Day 7: each day I keep myself occupied the easier it is to resist the urges. I am doing very so far. I had some urges last night but I pushed through and went to bed. The first week is always weird but it gets better each week. My short term goal is 3 weeks. After three weeks I know I can hit my long term goal of 40 day.
Day 8: I am going strong as I do the first week. Confidence is slowly coming and brain fog is slowly lifting. I think my journey will truly start around week 2 since my body is used to going a couple weeks away from porn. Have I had thoughts? Of course I have but it’s not worth it. I have goals I want to hit that are important to me. The first goal is writing a book. I am not the best writer but no author started as great writers, it took time and dedication. It’s imperative for me to stay busy and active. When I am idle my mind will sooner or later go to porn. That means sticking to my goals and continuing my habits.
Last night I slipped up twice to porn. I feel awful and just disgusted. I keep making promises to God that I am not keeping so it’s time to charge my game plan. I have been doing this with no plan and allowing my thoughts to dectate my day. I have to discipline myself to rewire my brain. Our brain will do the same thing until we train it otherwise. So this time I will keep a tracker of my wins or track my goals for the day. I want five wins for the day and I won’t go to bed until I hit those wins.

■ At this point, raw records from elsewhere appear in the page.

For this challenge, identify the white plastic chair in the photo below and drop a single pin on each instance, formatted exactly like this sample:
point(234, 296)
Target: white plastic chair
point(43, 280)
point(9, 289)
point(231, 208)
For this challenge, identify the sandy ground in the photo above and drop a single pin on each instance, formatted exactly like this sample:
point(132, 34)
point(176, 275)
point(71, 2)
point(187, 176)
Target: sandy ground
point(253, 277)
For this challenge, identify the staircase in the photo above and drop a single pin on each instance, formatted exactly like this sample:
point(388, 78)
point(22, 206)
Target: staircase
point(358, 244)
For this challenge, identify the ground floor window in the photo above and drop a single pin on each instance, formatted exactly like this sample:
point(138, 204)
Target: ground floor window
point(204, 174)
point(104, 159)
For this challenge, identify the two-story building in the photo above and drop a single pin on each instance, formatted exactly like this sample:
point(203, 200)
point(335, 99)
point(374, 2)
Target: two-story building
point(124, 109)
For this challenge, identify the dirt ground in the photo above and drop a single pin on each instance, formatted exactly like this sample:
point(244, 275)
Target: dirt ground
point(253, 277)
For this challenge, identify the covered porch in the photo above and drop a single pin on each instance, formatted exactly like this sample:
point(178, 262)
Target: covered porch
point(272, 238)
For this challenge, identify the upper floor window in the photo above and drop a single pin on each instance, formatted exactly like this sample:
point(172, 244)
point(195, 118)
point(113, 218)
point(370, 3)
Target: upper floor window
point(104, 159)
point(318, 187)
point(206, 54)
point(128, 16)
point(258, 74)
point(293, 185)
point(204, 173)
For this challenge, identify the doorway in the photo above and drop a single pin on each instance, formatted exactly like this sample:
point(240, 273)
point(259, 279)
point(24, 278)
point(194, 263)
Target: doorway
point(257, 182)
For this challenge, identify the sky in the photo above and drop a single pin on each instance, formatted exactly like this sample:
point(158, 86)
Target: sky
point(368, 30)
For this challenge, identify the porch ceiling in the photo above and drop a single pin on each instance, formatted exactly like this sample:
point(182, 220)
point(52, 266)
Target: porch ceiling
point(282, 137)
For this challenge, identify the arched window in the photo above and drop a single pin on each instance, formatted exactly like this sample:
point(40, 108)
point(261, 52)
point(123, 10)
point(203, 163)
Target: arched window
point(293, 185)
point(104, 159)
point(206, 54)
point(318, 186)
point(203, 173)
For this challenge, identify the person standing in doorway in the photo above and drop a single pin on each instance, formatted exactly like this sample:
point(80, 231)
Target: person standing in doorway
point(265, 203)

My wins will look something like the following.
Wins of the Day:
- Read one chapter in a book (or audio book)
- Write at least 300 words in my journal (I want to write a book next year)
- Read my Bible for one hour before bed
- Meditate for 5 minutes
- Do 80 pushups before bed (when my gym opens back I want to go back to working out for at least 45 mins).
I will give these wins a try. The biggest thing is consistency and endurance. I must hit these wins consistency every single day. I know the urges will come but I hope is that with discipline it will be easier to say No to the urges. My goal is 45 days. Why 45 days? My longest streak was 42 days and I plan to crush that streak. I know I have it in me to do it. I know the Lord is with through every bad trail. I will dig deeper than I ever have to hit this goal. I really need support through this and I hope that you guys stick with me through this journey.
Never do this bro. It is the same as putting ghee to the fire, don’t watch or even think about any erotic content while on nofap.
Once you join this forum, you are accountable to all of us. We are all with you. If you need any help, support or advice PM me or any other companions. We don’t want any men falling behind. We’ll win!